Ambas as medidas revelam que, apesar de a inflação externa ter aumentado, sua contribuição para a inflação brasileira é negativa ou próxima de zero nos últimos 12 meses, precisamente durante o período em que a inflação doméstica (e suas medidas de núcleo) aceleraram cerca de 2 pontos percentuais.
Isso ocorre porque o aumento da inflação internacional foi contrabalançado pelo comportamento do câmbio, resultando numa modesta contribuição no sentido de reduzir a inflação local. E, se é verdade que os preços de alimentos subiram, a contribuição de outros preços foi no sentido oposto, como a inflação de bens duráveis, que ficou em apenas 0,5% nos 12 meses até maio.
Fica, portanto, difícil conciliar a evidência acima com a hipótese de "contaminação" dos preços locais pela inflação internacional.

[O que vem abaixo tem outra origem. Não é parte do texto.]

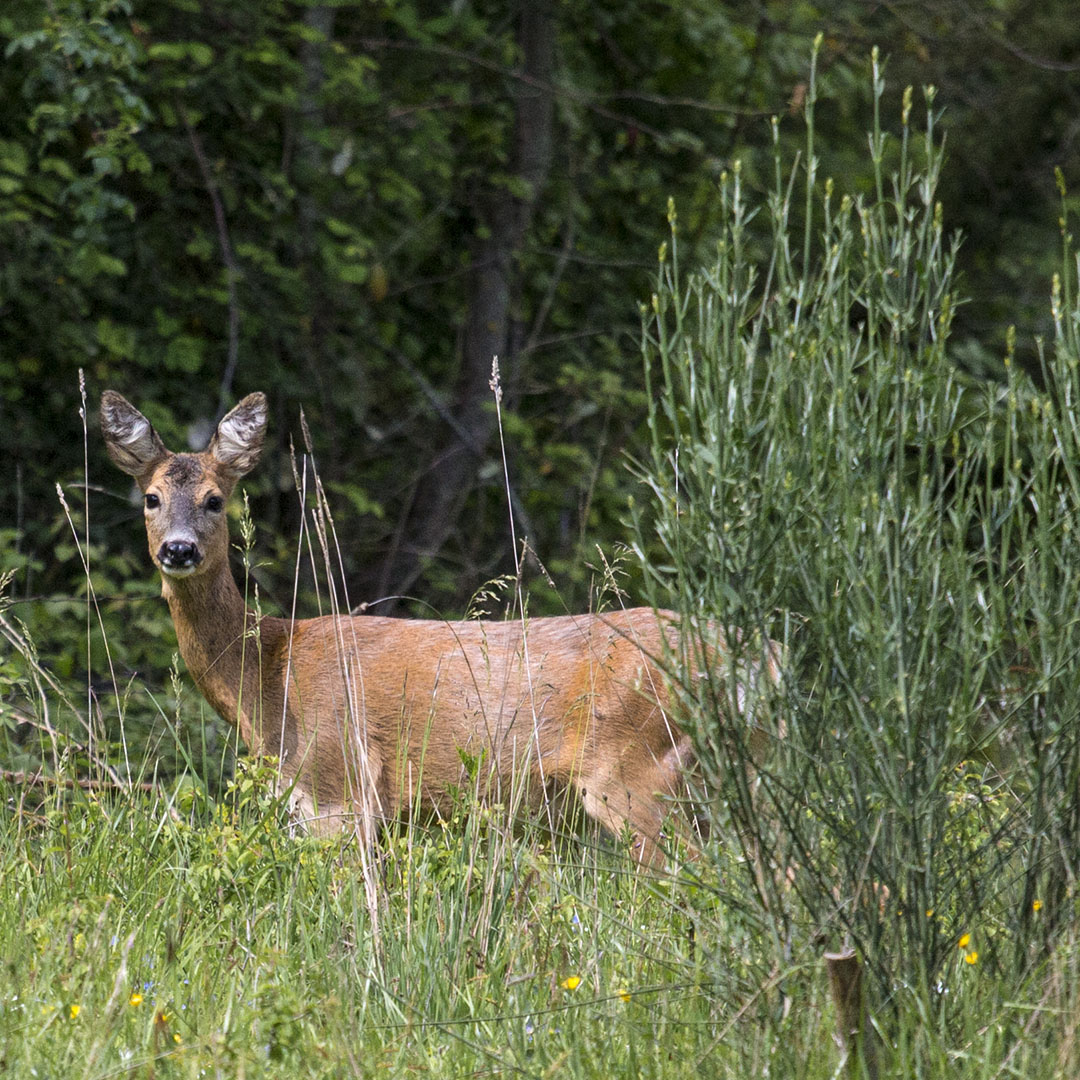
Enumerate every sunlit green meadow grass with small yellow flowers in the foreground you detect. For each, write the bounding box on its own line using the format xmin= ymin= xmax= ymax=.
xmin=0 ymin=766 xmax=1080 ymax=1080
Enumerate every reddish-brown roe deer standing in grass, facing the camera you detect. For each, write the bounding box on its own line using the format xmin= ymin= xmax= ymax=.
xmin=102 ymin=390 xmax=779 ymax=865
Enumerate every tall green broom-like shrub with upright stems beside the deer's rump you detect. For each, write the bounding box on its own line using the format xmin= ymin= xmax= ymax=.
xmin=635 ymin=42 xmax=1080 ymax=1015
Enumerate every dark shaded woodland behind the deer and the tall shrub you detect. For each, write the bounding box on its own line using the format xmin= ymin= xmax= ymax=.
xmin=0 ymin=0 xmax=1080 ymax=672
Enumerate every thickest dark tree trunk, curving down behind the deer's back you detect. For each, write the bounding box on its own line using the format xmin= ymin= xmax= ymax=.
xmin=380 ymin=0 xmax=555 ymax=611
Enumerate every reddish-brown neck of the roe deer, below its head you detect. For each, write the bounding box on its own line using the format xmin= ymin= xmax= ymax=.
xmin=161 ymin=564 xmax=280 ymax=753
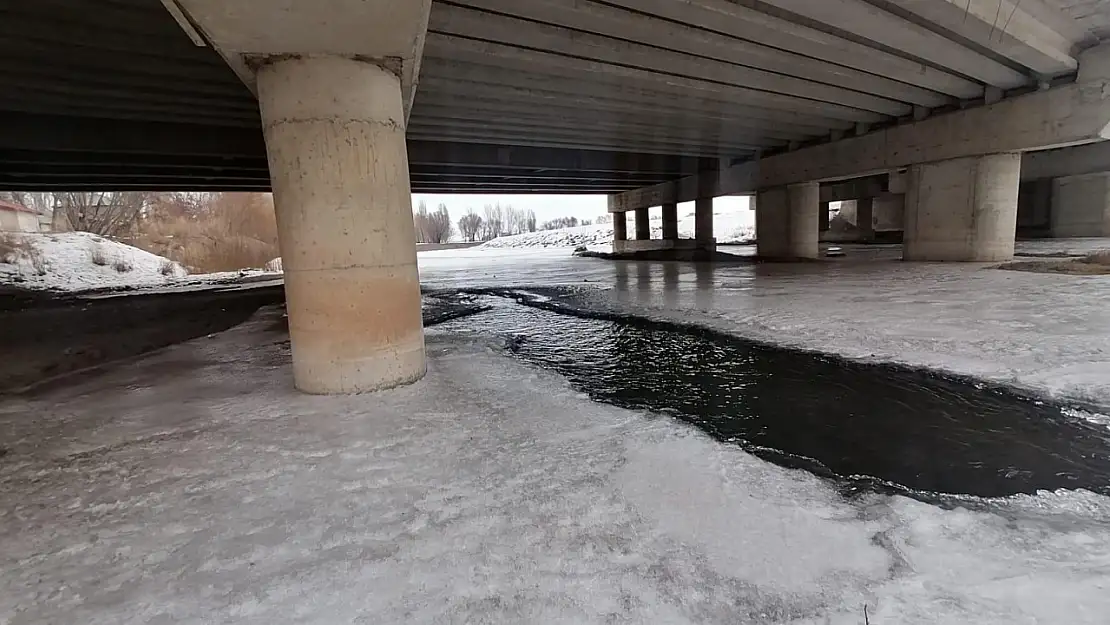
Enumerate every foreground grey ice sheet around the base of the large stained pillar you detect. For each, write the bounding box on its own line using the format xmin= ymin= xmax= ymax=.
xmin=0 ymin=311 xmax=1110 ymax=625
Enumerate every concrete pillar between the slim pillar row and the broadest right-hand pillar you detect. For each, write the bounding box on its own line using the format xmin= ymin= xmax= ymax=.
xmin=756 ymin=182 xmax=821 ymax=259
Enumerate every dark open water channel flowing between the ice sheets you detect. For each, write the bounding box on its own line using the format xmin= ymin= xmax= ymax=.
xmin=430 ymin=291 xmax=1110 ymax=496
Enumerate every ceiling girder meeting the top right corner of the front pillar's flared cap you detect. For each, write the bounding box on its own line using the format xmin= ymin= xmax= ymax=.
xmin=428 ymin=4 xmax=911 ymax=117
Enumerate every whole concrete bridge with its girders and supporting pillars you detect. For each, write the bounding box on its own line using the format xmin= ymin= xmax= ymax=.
xmin=0 ymin=0 xmax=1110 ymax=392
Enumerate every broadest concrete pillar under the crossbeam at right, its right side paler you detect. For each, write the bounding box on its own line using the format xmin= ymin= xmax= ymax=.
xmin=902 ymin=153 xmax=1021 ymax=262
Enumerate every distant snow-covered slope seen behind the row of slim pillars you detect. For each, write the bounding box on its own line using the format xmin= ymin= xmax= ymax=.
xmin=481 ymin=210 xmax=756 ymax=249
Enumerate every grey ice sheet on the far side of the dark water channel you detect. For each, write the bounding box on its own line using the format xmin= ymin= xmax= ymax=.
xmin=420 ymin=247 xmax=1110 ymax=412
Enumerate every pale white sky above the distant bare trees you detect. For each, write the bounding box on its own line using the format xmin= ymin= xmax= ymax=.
xmin=413 ymin=193 xmax=748 ymax=223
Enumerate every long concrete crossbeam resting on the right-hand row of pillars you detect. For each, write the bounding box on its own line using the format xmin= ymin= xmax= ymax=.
xmin=609 ymin=80 xmax=1110 ymax=211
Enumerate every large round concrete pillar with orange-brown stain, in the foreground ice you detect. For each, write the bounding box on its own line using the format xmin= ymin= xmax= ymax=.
xmin=258 ymin=57 xmax=425 ymax=393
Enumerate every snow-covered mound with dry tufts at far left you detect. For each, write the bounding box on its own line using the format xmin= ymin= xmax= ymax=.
xmin=0 ymin=232 xmax=186 ymax=291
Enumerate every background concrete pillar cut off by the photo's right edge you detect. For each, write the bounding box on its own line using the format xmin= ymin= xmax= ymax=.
xmin=1049 ymin=173 xmax=1110 ymax=238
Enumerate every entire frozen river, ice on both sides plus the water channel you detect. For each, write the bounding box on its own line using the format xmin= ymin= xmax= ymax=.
xmin=0 ymin=250 xmax=1110 ymax=625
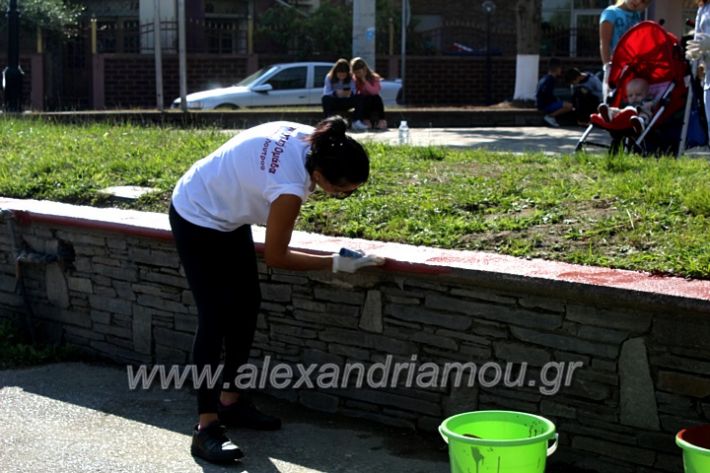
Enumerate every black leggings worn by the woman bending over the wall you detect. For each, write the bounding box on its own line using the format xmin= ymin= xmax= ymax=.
xmin=169 ymin=205 xmax=261 ymax=414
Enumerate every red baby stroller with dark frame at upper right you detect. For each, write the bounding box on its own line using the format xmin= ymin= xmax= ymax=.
xmin=576 ymin=21 xmax=692 ymax=155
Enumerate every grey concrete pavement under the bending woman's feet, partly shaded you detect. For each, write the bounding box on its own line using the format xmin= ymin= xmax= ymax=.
xmin=0 ymin=363 xmax=449 ymax=473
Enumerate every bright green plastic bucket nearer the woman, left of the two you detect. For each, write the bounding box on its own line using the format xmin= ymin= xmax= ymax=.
xmin=439 ymin=411 xmax=557 ymax=473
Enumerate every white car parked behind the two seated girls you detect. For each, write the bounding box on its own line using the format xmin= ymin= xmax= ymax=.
xmin=172 ymin=62 xmax=401 ymax=110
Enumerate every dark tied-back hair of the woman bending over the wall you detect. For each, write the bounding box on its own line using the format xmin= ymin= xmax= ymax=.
xmin=306 ymin=115 xmax=370 ymax=186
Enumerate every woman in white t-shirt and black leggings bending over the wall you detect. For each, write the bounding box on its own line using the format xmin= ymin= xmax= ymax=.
xmin=169 ymin=116 xmax=383 ymax=463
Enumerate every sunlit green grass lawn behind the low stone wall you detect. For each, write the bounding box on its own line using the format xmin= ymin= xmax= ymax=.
xmin=0 ymin=118 xmax=710 ymax=279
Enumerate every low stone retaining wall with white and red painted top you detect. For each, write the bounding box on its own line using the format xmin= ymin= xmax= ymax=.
xmin=0 ymin=199 xmax=710 ymax=473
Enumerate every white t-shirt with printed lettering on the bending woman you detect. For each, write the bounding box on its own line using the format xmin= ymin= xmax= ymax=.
xmin=172 ymin=122 xmax=313 ymax=232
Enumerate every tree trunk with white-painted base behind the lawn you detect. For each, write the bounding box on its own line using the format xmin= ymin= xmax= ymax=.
xmin=513 ymin=0 xmax=542 ymax=101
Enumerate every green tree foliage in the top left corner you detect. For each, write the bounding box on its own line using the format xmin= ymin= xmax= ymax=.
xmin=0 ymin=0 xmax=84 ymax=36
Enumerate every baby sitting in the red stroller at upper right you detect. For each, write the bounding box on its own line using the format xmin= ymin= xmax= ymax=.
xmin=597 ymin=77 xmax=658 ymax=135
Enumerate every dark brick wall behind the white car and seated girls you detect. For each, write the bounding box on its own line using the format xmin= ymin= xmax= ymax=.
xmin=98 ymin=55 xmax=599 ymax=108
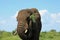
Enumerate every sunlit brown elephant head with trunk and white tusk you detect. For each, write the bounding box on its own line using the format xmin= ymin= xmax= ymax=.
xmin=17 ymin=9 xmax=32 ymax=39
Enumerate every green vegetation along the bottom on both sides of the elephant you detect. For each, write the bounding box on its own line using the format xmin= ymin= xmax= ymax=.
xmin=0 ymin=30 xmax=60 ymax=40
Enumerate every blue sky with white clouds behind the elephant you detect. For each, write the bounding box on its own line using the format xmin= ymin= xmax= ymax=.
xmin=0 ymin=0 xmax=60 ymax=31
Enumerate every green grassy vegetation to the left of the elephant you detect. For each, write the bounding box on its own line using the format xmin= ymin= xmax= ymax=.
xmin=0 ymin=31 xmax=19 ymax=40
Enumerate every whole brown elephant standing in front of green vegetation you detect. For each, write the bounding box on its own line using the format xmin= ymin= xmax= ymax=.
xmin=17 ymin=8 xmax=42 ymax=40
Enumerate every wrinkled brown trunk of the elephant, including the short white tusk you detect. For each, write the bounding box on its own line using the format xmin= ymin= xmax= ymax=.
xmin=17 ymin=21 xmax=28 ymax=40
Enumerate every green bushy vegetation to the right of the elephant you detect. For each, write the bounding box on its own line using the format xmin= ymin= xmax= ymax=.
xmin=40 ymin=30 xmax=60 ymax=40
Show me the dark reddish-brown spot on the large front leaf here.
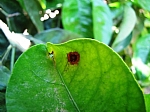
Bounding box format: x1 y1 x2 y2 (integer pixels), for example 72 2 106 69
67 52 80 65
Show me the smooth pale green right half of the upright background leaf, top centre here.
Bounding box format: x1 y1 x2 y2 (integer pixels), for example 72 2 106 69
92 0 112 44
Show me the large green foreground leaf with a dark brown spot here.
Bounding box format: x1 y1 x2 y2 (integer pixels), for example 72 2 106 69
6 39 145 112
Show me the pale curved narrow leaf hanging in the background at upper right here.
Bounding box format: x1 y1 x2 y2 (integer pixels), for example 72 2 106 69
112 5 136 52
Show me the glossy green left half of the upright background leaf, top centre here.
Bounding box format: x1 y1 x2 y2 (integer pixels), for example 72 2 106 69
62 0 93 38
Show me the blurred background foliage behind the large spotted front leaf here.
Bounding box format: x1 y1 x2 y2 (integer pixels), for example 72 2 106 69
0 0 150 111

Nem o Brasil pegou inflação da piscina do clube, nem se trata de caso contra o qual nenhuma medida doméstica possa fazer efeito. Pelo contrário, os dados sugerem que a aceleração da inflação tem raízes firmemente fincadas em solo pátrio e que, portanto, tanto taxas de juros como o controle de gastos públicos podem afetá-la.
No entanto, dado que a decisão de manter o superávit primário em 4,3% do PIB (onde se encontra desde janeiro de 2007) não implica contração fiscal adicional, parece claro que, mais uma vez, o fardo de ajuste recairá sobre os ombros do BC.


* Zona do euro, EUA, Argentina, China, Japão, México, Chile, Reino Unido, Coréia do Sul, Canadá, Venezuela, Taiwan e Índia. Esses países representaram 74% do comércio internacional brasileiro em 2007.

ALEXANDRE SCHWARTSMAN , 45, é economista-chefe do Banco Santander, doutor pela Universidade da Califórnia (Berkeley) e ex-diretor de Assuntos Internacionais do Banco Central.